Als das Publikum wieder hereinströmte, begann ich mir, wie ein Cartoon – Zeichner, die tödlichen Krankheiten vorzustellen, die, ohne dass wir es ahnen, in jedem von uns, in jedem einzelnen von uns arbeiten: Ich visualisierte, wie sich die Blutgefäße unter diesen Baseballmützen verengten, wie die bösartigen Tumore unter den weißen Dauerwellen wucherten, wie die Organe Fehlfunktionen hatten, schwächer wurden, aussetzten, wie die Hunderte von Milliarden mörderischer Zellen dieses ganze Publikum unablässig auf das unwahrscheinliche Verhängnis zumarschieren ließen.
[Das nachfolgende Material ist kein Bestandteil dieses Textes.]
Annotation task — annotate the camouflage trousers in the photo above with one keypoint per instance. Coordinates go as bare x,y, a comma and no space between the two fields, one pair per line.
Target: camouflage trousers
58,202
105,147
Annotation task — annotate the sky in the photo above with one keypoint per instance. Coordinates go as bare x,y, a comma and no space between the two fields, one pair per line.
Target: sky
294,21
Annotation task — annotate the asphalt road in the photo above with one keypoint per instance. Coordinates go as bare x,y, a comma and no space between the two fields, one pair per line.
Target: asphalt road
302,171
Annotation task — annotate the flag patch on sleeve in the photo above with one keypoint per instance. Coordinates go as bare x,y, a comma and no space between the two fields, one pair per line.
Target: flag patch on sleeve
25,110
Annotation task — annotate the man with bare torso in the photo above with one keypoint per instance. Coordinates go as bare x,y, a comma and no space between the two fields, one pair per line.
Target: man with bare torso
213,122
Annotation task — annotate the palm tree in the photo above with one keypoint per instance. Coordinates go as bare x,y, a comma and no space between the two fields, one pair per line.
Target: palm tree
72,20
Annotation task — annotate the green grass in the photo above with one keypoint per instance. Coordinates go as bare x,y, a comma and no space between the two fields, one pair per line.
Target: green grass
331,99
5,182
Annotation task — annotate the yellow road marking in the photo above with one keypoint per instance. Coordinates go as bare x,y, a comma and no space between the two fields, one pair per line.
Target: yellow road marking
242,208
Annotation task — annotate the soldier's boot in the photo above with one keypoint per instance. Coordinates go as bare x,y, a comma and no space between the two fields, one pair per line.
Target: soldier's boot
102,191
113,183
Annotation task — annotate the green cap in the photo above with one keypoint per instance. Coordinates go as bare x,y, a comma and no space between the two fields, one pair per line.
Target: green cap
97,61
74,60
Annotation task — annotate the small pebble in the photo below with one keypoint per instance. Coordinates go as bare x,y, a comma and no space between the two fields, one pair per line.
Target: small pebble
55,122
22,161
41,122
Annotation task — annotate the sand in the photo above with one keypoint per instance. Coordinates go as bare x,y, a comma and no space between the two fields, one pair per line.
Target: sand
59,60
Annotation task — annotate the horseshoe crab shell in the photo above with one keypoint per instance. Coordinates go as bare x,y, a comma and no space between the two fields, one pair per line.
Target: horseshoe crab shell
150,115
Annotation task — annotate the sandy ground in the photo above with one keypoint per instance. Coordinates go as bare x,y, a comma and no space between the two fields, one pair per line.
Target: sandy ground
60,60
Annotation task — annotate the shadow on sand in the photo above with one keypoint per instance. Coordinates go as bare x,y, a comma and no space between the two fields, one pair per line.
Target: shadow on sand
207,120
Ich konnte gar nicht mehr aufhören. Was für eine atemberaubende Dezimierung ist der Tod, der uns alle dahinrafft. Orchester, Publikum. Dirigent, Techniker, Schwalben, Zaunkönige – man stelle sich vor, wie viele allein in Tanglewood von jetzt bis zum Jahr 4000. Und dann multipliziere man das mit allem. Dieses ununterbrochene Vergehen. Was für eine Vorstellung! Welcher Wahnsinnige hat sich das ausgedacht? Und doch: Was für ein herrlicher Tag heute ist, ein Geschenk von einem Tag, ein perfekter Tag, dem es an diesem Ausflugsort in Massachusetts, so hübsch und harmlos wie nur irgendeiner, an nichts fehlt.

Der menschliche Makel ( Philip Roth 1933-2018)

Nach so viel Ernsthaftigkeit, schließen wir heute mit ein wenig Heiterkeit:

Zum Beispiel mit dem Schnee. Immer wieder haben sie die Geschichte ausgegraben, dass es früher, vor zwanzig, ja noch vor ein paar Jahren, viel mehr Schnee gegeben hat. Und der Lift Lois hat natürlich am besten gewusst: kein Wort wahr.
Das Gerücht ist nur von den Lift- und Pensionsbesitzern in die Welt gesetzt worden, weil es nur jeden zweiten oder dritten Winter während der Weihnachtsfeiertage ordentlichen Schnee gegeben hat. Und natürlich – die Schitouristen nicht zufrieden, sparen das ganze Jahr im Ruhrgebiet und sitzen dann in  ihrem Hotelzimmer.
Oder sie rutschen über die nur angezuckerten Felder und ruinieren sich die neue Schiausrüstung schon am ersten Tag. Da haben ihnen die Gastronomen gern die Geschichte von der Klimaverschiebung serviert. Weil so ist der Mensch. Ein großes Unglück wie die Zerstörung der Erde verkraftet er viel leichter als ein kleines Unglück wie die Zerstörung der neuen  Schi.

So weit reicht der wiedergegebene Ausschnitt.